Telit shares reached an all-time high of 372p in April, and Cats sold £24m of his shares a month later. The stock is now trading a little higher than the 140p shareholders paid at the 2005 flotation. “At first blush, the case has the ingredients of a classic Aim scandal,” says Lex in the FT. “One of these is a colourful boss. Mr Cats has potential here.” Another requirement is a company active in a hot sector: “Sure enough, Telit supplies components for the much-vaunted ‘internet of things.’” Strong profit growth accompanied by negative cash flow over the past five years was another red light.

Investors should keep in mind that occasional blow-ups are inevitable in a lightly regulated market that allows them to access risky start-ups more easily than other exchanges. “The lesson… is encapsulated in the old Scottish motto: Touch not the cat [without] a glove.”

City talk

 “Keith Hamill has been in more boardrooms than most people have had hot dinners,” says Kate Burgess in the FT. Now he is becoming chairman of Premier Foods, the maker of Mr Kipling cakes and Ambrosia custard. “It won’t be a cookie cutter job.” The firm is weighed down by debt. It snubbed a 65p-a-share approach from US-based McCormick last year, with chief executive Gavin Darby promising investors sales growth of 2% to 4%. Since then, Darby has warned on profits, “blaming everything from the price of butter and cream to currencies and weather”. The shares are now around 40p and “shareholders are restless”.

“Nothing, it seemed, could shake the loyalty of the Co-op Bank’s customers,” says Nils Pratley in The Guardian.
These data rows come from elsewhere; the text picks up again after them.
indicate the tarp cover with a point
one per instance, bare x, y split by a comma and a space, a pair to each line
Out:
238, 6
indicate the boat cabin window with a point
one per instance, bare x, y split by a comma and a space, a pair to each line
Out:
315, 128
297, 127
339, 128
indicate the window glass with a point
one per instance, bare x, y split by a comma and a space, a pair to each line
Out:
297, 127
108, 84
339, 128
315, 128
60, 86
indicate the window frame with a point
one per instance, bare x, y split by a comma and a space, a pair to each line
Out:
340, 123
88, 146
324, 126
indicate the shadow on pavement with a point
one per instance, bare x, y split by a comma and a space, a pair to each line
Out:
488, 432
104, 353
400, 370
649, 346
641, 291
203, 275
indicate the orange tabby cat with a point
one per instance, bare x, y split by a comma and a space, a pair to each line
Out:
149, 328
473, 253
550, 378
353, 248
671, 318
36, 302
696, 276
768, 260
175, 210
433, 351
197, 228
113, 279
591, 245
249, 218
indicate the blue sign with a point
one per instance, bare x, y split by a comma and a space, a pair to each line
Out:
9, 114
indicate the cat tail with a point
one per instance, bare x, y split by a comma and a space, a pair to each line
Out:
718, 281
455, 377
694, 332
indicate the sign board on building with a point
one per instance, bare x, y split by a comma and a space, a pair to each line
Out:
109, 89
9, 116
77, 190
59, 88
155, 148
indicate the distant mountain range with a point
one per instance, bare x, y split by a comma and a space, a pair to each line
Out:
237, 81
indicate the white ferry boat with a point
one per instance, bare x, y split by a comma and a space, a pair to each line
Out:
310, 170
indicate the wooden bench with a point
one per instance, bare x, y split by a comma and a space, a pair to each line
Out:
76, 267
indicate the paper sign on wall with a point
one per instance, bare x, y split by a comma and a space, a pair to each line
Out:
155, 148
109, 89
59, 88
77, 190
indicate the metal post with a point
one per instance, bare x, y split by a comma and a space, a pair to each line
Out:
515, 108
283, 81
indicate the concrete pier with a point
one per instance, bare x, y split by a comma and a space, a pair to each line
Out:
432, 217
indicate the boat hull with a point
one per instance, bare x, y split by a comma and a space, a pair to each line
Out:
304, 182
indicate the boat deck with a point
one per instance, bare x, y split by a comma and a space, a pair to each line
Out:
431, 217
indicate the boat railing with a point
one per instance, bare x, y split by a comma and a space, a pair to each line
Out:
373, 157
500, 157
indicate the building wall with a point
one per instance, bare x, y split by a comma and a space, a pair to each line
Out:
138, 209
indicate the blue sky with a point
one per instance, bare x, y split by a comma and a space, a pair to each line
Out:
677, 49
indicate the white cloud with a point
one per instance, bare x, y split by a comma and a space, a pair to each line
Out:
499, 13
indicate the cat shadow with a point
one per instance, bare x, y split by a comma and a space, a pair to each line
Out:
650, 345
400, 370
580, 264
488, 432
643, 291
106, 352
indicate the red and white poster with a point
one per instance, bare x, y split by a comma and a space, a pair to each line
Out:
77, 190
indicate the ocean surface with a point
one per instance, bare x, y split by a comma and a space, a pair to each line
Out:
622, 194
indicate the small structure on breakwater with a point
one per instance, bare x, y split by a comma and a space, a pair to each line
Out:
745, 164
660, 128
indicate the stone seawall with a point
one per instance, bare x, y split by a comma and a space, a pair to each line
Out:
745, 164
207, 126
They stuck around despite lurid tabloid revelations about former chairman Paul Flowers and a series of funding crises. But the endless bad news may now finally be taking its toll: 2% of customers closed their current accounts in the first half of this year. Whether this was due to long-term weariness or competitive action is unclear, but it seems ominous. Once the bank was seen as competition for the big banks. Today, the Co-op Bank has just 95 branches and “is soon to be rebooted with a life-saving £700m capital injection”.
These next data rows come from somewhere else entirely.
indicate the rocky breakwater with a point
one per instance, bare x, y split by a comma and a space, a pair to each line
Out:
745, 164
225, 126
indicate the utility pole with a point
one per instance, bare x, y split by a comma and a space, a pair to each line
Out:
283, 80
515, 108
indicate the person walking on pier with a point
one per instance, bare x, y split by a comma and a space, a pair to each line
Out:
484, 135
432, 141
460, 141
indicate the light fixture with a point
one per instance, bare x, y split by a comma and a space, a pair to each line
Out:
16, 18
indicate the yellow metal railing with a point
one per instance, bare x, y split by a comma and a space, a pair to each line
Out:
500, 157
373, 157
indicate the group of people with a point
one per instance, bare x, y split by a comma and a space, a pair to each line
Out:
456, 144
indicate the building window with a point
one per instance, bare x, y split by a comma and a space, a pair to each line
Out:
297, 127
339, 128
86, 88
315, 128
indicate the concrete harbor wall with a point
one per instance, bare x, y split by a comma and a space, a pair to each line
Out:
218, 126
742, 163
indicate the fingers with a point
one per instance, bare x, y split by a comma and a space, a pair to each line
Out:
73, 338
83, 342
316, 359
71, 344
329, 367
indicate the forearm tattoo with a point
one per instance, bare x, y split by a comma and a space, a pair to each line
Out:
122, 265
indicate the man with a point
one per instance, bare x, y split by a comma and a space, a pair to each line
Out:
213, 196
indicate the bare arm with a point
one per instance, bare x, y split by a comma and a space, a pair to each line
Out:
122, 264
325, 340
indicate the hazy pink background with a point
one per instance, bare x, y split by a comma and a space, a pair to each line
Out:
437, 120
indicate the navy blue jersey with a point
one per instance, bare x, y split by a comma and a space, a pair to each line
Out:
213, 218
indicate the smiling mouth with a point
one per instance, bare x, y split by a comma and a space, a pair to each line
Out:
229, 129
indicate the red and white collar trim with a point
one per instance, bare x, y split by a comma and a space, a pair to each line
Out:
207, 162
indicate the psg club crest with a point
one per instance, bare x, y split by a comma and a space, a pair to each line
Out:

“A break-up of the Prudential is a great silly-season favourite,” says Alex Brummer in the Daily Mail. But it’s not on the cards, even if some think the decision to merge the Pru’s heritage life business with M&G to create a £350bn more active fund manager “is a giant step in that direction”. This is simply about giving savers, especially those stuck with cash-Isas, more choices and “justifying a £250m spend on a new digital platform”. With this move, Prudential is simply emulating rivals such as rivals Standard Life Aberdeen and Aviva.